The song repertory may have been Gerhaher’s inspiration to pursue a career in music, but he has made frequent and successful forays into staged opera. “After my medical studies, I realized that going to an opera house would not be a wrong move,” he says of his two-year stint in the ensemble of Würzburg’s Mainfranken Theater. “I had to learn things which I needed, in my own eyes and ears, for a career as a lieder singer, because only projecting words in a nice way is not enough for the lifetime of a singer.” In 2007, Gerhaher made his role debut as Wolfram in Frankfurt performances of Tannhäuser, and he calls the chance to sing Wozzeck last year in Zurich “one of the most beautiful experiences in my life. Together with some Mozart operas, with Pélleas and maybe with Monteverdi’s Orfeo, it is one of the perfect operas.” Next month, he sings Posa at the Bavarian State Opera; Boccanegra and Germont are within his sights for future seasons.
As Wozzeck in Zurich, 2015
© Monika Rittershaus
Unsurprisingly, Gerhaher idolized Dietrich Fischer-Dieskau and even took part in a master class with the older baritone early in his career. Yet he finds fault in the late singer’s belief that opera and lieder should be approached with the same voice. “However much I adore and admire him, I can’t say I think this is a good sentence. The need to project your voice over an orchestra, into an opera house, makes it very often necessary to sing in the mask. That technique reduces your interpretive possibilities in lieder,” he says. “It’s my strong opinion that technique is secondary to the vision of sound. For every word in every song, and every moment of a performance, a singer has to produce an individual sound.”
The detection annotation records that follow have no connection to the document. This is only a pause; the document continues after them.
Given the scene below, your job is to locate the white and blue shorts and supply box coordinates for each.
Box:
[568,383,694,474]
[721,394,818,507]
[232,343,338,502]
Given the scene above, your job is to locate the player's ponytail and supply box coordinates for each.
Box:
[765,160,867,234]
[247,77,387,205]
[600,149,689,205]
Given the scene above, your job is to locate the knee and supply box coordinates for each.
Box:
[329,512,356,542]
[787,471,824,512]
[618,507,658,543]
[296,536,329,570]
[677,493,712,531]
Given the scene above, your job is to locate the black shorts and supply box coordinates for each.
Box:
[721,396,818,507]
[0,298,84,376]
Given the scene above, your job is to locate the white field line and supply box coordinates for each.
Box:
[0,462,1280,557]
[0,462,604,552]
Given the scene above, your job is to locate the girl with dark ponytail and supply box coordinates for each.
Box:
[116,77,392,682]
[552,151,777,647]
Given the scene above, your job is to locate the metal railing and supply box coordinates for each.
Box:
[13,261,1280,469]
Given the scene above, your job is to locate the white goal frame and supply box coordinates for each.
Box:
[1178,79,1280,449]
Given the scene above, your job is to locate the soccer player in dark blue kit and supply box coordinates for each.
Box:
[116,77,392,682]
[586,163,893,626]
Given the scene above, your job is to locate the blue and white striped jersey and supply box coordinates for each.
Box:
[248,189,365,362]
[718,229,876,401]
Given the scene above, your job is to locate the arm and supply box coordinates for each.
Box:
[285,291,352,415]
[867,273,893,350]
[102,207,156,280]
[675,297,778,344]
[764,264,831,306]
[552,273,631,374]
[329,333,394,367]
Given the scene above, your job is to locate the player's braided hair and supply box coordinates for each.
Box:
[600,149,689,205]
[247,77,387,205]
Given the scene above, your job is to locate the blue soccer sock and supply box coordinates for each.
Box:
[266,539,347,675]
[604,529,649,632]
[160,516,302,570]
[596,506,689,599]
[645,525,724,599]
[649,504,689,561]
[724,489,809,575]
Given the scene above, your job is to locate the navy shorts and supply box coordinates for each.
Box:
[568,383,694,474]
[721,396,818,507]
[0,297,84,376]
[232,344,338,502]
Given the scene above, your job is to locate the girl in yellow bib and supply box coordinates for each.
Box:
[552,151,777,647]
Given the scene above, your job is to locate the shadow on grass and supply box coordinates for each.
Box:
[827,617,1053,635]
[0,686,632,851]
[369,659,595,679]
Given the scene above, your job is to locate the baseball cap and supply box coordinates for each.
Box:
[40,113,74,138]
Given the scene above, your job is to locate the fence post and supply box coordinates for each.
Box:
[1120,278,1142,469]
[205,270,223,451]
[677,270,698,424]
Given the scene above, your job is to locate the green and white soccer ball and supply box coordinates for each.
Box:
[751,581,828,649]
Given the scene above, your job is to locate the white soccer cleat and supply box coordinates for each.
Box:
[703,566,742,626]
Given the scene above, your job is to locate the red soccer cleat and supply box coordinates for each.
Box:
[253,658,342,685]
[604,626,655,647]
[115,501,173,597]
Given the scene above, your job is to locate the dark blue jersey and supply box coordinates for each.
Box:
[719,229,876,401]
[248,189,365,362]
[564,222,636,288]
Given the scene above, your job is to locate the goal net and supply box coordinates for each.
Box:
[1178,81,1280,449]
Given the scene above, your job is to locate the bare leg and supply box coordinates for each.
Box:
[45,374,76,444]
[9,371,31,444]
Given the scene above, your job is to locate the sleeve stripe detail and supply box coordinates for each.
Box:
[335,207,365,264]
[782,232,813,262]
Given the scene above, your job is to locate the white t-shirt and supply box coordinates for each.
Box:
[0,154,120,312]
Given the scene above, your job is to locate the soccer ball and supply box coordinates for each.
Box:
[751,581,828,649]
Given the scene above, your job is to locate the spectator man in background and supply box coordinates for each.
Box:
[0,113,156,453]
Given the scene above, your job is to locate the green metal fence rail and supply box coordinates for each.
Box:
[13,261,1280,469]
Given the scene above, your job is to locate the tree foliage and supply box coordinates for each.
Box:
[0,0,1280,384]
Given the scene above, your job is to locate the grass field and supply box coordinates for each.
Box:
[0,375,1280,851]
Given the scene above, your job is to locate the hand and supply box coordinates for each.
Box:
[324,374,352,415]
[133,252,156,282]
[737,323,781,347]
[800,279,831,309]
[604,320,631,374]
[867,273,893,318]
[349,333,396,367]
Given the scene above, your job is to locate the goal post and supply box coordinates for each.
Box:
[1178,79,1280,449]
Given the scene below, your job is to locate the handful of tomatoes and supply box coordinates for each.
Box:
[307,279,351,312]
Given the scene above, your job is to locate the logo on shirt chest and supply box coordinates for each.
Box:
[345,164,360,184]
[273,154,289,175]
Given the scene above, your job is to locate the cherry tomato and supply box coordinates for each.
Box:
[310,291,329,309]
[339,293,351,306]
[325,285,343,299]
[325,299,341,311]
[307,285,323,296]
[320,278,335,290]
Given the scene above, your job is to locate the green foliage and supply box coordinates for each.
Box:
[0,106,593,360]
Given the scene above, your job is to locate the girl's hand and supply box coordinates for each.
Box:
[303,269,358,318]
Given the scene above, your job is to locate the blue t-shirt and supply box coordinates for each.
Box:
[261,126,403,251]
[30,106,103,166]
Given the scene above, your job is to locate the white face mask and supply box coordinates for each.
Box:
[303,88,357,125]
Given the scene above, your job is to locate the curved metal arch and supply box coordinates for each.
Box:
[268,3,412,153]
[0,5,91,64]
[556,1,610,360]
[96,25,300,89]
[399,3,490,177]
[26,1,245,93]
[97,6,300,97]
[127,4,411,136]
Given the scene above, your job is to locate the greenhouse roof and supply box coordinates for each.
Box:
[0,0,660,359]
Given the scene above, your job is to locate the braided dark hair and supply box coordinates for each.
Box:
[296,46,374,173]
Perhaps the only constant in Gerhaher’s artistic life has been his twenty-eight-year collaboration with Huber. The baritone is quick to point out that much of his interpretive freedom begins through their work together. “We are, in a biological sense, kind of symbiotic,” he says. “Our collaboration starts at a very different point from those in which strangers work together. We start with no vertical problems—we don’t have to rehearse bringing the notes under each other. We can concentrate on different things—on colors, on dynamics and on text. We’ve rehearsed millions of hours in our life, but now we don’t have to rehearse as much anymore. We can just get on to the very important points very quickly.”